Assembly is much more fun with RISC processors. For example, here is some MIPS assembly to do multiplication. Yes, I realise that MIPS assemblers provide a multiply pseudo-instruction, which uses the hardware multiplier and is thus much faster than this code. It was for a class, okay?

# multiply:  Multiply two signed 16-bit integers using Booth's
#            algorithm.  The multiplier and multiplicand should
#            be in $a0 and $a1; they should be no larger than
#            16 bits.  The 32-bit product is placed in $v0.
#

multiply:
        ## $v0 holds the product.  $a0 and $a1 hold a and b, the
        ## multiplicand and multiplier.  $t0 holds i, $t1 holds
        ## the bit most recently shifted off result (called
        ## `shifted').  $t2 holds a in the upper half, 0 in the
        ## lower half; for efficiency reasons, we compute this
        ## value once and save it, rather than computing it each
        ## time through the loop.  Finally, $t3 and $t4 are used
        ## as temporary registers.
        
        ## First set the low 16 bits of result to the multiplier
        move $v0, $a1              # $v0 (result)
        andi $v0, $v0, 0x0000ffff  # clear top 16 bits

        move $t1, $0            # $t1 = shifted
        sll $t2, $a0, 16        # shift a into $t2's high 16 bits

        move $t0, $0            # initialise i
loop:   slti $t3, $t0, 16       # $t3 = (i < 16)
        beq $t3, $0, end_l      # if (i >= 32) goto end_l

        andi $t3, $v0, 1        # $t3 = LSB of result

        ## Do arithmetic based on the shifted-off bit and the
        ## LSB of result.  We perform the operations:
        ##
        ## LSB shifted   action
        ## -----------------------------
        ##  0     0      none
        ##  0     1      add a to result's high 16 bits
        ##  1     0      subtract a from result's high 16 bits
        ##  1     1      none
        ##
        ## Note that we add a to the high 16 bits of result by
        ## adding $t2 (a << 16) to result.  Because $t2's low 16
        ## bits are zero, the low 16 bits of result are not
        ## affected.
        
        ## LSB > shifted:  bit pattern 10: subtract
        slt $t4, $t1, $t3       # $t4 = (shifted < lsb)
        beq $t4, $0, skip1      # if (shifted >= lsb) goto skip1
        sub $v0, $v0, $t2       # subtract a from high half of result
        j skip2                 # next test will always fail
skip1:
        ## LSB < shifted:  bit pattern 01: add
        slt $t4, $t3, $t1       # $t4 = (lsb < shifted)
        beq $t4, $0, skip2      # if (lsb >= shifted) goto skip2
        add $v0, $v0, $t2       # add a to high half of result
skip2:
        ## LSB = shifted:  bit pattern 00 or 11: do nothing

        # We now perform an arithmetic right shift of result by
        # one bit.  The lost bit is stored in shifted ($t1).

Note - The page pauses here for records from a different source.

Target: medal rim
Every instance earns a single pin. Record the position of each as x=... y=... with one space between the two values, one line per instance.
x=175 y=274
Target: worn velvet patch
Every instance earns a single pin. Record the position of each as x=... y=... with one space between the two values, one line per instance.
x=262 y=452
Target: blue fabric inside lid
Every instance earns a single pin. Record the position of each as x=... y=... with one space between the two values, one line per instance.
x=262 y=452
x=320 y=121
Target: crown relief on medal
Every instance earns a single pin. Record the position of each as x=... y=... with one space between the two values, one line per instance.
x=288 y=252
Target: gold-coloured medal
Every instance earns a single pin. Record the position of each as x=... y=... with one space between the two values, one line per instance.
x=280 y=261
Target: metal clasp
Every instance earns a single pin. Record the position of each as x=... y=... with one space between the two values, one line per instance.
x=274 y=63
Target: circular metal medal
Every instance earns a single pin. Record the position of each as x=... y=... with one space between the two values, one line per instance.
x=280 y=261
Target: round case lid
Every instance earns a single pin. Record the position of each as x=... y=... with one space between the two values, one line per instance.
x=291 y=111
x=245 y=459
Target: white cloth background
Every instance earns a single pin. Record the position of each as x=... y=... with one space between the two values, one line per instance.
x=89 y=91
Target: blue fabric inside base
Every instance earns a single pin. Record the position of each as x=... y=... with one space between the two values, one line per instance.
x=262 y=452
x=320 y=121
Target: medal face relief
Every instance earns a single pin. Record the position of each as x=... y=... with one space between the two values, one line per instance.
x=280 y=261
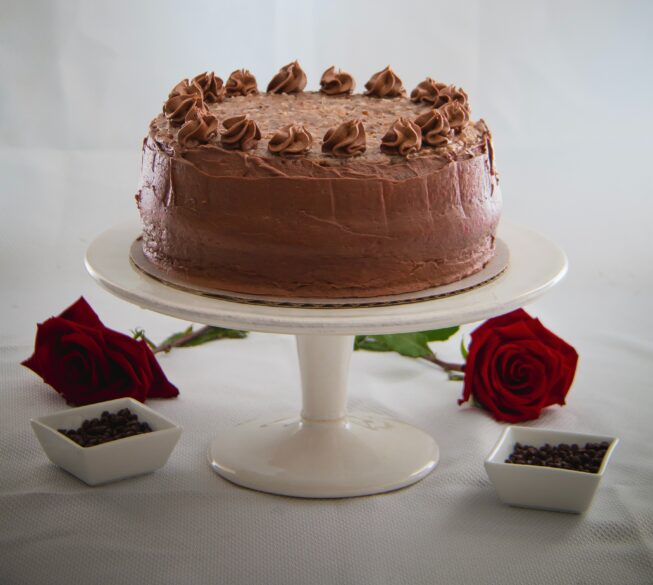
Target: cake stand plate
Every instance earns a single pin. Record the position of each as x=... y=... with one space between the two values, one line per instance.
x=326 y=452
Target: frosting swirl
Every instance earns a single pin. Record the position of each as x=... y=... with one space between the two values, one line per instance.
x=456 y=114
x=438 y=94
x=241 y=82
x=291 y=139
x=241 y=133
x=345 y=140
x=404 y=137
x=435 y=127
x=429 y=91
x=385 y=83
x=336 y=82
x=211 y=85
x=183 y=97
x=199 y=128
x=290 y=79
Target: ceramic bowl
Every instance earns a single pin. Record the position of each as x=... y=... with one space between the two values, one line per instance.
x=113 y=460
x=545 y=488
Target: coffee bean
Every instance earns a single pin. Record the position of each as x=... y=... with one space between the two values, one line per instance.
x=108 y=427
x=587 y=459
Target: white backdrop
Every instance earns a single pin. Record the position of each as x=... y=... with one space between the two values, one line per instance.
x=564 y=85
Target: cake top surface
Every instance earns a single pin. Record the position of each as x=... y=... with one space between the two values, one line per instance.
x=333 y=130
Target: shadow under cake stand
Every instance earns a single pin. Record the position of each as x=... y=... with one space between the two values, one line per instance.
x=326 y=452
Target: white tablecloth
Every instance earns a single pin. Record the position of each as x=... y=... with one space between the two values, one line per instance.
x=184 y=524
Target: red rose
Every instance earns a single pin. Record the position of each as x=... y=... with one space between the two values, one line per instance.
x=516 y=367
x=86 y=362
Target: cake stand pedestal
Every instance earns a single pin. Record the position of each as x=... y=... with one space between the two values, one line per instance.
x=326 y=452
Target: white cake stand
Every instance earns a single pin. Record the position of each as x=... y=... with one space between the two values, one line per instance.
x=326 y=452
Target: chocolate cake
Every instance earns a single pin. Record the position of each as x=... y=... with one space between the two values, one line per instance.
x=327 y=194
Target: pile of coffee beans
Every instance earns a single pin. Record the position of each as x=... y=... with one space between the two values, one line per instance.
x=108 y=427
x=562 y=456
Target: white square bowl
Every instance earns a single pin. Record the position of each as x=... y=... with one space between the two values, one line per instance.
x=545 y=488
x=113 y=460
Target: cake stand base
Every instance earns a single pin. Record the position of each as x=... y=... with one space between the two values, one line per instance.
x=326 y=452
x=359 y=455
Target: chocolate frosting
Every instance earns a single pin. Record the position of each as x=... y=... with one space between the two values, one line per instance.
x=318 y=225
x=404 y=137
x=241 y=133
x=435 y=127
x=212 y=87
x=183 y=97
x=199 y=128
x=457 y=115
x=385 y=84
x=345 y=140
x=429 y=91
x=456 y=94
x=241 y=82
x=291 y=140
x=336 y=82
x=290 y=79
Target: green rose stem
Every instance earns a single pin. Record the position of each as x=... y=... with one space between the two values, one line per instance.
x=180 y=341
x=413 y=345
x=190 y=337
x=446 y=366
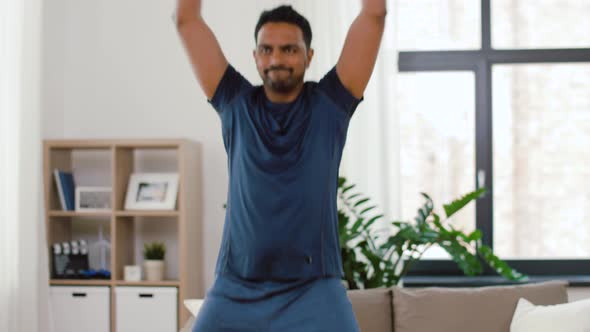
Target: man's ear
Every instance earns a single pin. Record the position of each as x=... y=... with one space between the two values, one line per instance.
x=310 y=53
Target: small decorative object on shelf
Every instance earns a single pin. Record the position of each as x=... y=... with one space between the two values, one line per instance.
x=93 y=199
x=101 y=250
x=152 y=191
x=132 y=273
x=65 y=188
x=70 y=259
x=153 y=263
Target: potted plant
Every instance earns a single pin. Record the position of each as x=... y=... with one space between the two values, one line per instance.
x=374 y=258
x=153 y=263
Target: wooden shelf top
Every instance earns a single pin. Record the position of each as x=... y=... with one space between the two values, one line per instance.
x=118 y=213
x=80 y=282
x=115 y=143
x=103 y=282
x=61 y=213
x=146 y=213
x=147 y=283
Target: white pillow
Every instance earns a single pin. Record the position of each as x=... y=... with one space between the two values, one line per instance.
x=193 y=305
x=565 y=317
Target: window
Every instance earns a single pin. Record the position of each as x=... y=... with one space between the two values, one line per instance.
x=515 y=116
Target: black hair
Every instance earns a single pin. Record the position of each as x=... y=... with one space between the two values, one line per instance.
x=285 y=14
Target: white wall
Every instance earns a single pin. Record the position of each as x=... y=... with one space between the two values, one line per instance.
x=117 y=69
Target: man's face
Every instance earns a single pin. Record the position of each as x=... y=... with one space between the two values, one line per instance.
x=281 y=56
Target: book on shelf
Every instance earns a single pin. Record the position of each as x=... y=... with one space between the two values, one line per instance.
x=65 y=189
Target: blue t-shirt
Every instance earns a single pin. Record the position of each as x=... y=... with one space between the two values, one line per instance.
x=281 y=218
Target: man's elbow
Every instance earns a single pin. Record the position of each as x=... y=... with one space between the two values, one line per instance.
x=376 y=14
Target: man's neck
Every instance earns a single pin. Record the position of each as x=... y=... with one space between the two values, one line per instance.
x=276 y=97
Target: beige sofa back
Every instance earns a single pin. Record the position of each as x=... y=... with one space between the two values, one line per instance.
x=482 y=309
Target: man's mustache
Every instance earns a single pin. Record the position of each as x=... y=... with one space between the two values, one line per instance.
x=277 y=68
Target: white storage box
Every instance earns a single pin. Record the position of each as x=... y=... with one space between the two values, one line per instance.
x=146 y=309
x=80 y=308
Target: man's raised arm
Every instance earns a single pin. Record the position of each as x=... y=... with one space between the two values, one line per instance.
x=207 y=59
x=361 y=46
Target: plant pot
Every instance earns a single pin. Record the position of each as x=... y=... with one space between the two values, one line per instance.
x=154 y=270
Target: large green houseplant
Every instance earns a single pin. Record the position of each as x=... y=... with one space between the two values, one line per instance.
x=375 y=258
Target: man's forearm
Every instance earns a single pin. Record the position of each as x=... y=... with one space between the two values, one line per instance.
x=187 y=10
x=374 y=7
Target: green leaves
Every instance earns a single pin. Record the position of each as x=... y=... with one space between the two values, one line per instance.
x=154 y=250
x=458 y=204
x=369 y=264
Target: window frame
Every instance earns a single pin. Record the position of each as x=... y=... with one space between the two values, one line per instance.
x=480 y=62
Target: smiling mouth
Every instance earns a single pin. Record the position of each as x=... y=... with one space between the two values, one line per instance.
x=278 y=69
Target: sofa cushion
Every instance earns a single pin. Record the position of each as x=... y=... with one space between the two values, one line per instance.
x=482 y=309
x=372 y=309
x=565 y=317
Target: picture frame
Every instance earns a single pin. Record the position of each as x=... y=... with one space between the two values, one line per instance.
x=152 y=191
x=92 y=198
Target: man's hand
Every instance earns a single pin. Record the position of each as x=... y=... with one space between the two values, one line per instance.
x=357 y=60
x=207 y=59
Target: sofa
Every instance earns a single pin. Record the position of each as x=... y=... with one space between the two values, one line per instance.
x=482 y=309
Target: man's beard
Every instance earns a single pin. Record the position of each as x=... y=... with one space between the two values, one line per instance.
x=282 y=85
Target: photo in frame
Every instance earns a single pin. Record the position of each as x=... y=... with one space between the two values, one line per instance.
x=93 y=198
x=152 y=191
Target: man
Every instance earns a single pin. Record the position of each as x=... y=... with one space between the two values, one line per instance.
x=279 y=266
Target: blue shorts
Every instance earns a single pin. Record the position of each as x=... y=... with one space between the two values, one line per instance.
x=233 y=304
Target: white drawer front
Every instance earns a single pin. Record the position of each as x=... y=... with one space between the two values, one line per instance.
x=146 y=309
x=84 y=308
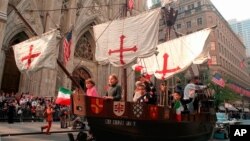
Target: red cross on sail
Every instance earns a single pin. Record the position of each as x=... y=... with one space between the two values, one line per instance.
x=37 y=52
x=138 y=38
x=122 y=49
x=30 y=56
x=177 y=55
x=165 y=69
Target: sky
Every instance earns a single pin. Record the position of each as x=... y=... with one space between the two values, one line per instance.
x=233 y=9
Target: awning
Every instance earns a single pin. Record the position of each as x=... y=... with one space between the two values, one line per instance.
x=246 y=110
x=222 y=108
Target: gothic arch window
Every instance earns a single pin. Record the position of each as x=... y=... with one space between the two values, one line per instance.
x=85 y=47
x=80 y=75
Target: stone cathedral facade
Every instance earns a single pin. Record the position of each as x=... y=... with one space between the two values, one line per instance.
x=43 y=15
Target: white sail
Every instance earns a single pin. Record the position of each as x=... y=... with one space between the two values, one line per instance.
x=176 y=55
x=121 y=41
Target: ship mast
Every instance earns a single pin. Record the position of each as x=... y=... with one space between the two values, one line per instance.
x=169 y=16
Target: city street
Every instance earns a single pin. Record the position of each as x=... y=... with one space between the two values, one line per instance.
x=31 y=131
x=39 y=137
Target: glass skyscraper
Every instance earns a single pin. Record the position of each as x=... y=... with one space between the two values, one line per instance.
x=242 y=29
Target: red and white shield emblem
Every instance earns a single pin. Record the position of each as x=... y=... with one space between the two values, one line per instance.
x=96 y=105
x=119 y=108
x=153 y=112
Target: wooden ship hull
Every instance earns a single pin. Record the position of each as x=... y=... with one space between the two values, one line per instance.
x=127 y=121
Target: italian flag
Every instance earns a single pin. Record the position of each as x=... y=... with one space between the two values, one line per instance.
x=63 y=97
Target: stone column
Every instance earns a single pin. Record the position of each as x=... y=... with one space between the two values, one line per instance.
x=3 y=20
x=48 y=77
x=70 y=22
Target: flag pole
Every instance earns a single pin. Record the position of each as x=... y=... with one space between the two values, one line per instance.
x=68 y=74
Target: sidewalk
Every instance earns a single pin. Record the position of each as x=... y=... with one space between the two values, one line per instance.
x=26 y=128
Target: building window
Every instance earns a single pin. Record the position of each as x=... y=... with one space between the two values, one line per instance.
x=189 y=24
x=178 y=26
x=214 y=61
x=199 y=21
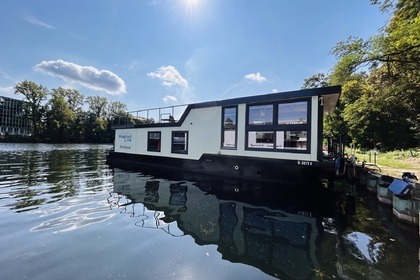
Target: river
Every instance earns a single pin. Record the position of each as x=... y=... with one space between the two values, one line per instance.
x=66 y=214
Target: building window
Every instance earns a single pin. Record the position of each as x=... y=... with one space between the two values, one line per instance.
x=180 y=142
x=229 y=132
x=294 y=140
x=153 y=141
x=279 y=126
x=261 y=139
x=260 y=114
x=292 y=113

        andi $t1, $v0, 1        # shifted = low bit of result
        sra $v0, $v0, 1         # shift result by 1 bit

        # End of loop
        add $t0, $t0, 1         # increment i
        j loop                  # repeat
end_l:
        
        jr $ra
The references to `i', `a', `b', etc. refer to the C version, which i do not include here.

The excessive documentation is due to the fascist instructor. He informed us that we had to comment every single line. This is why EE professors should not teach programming.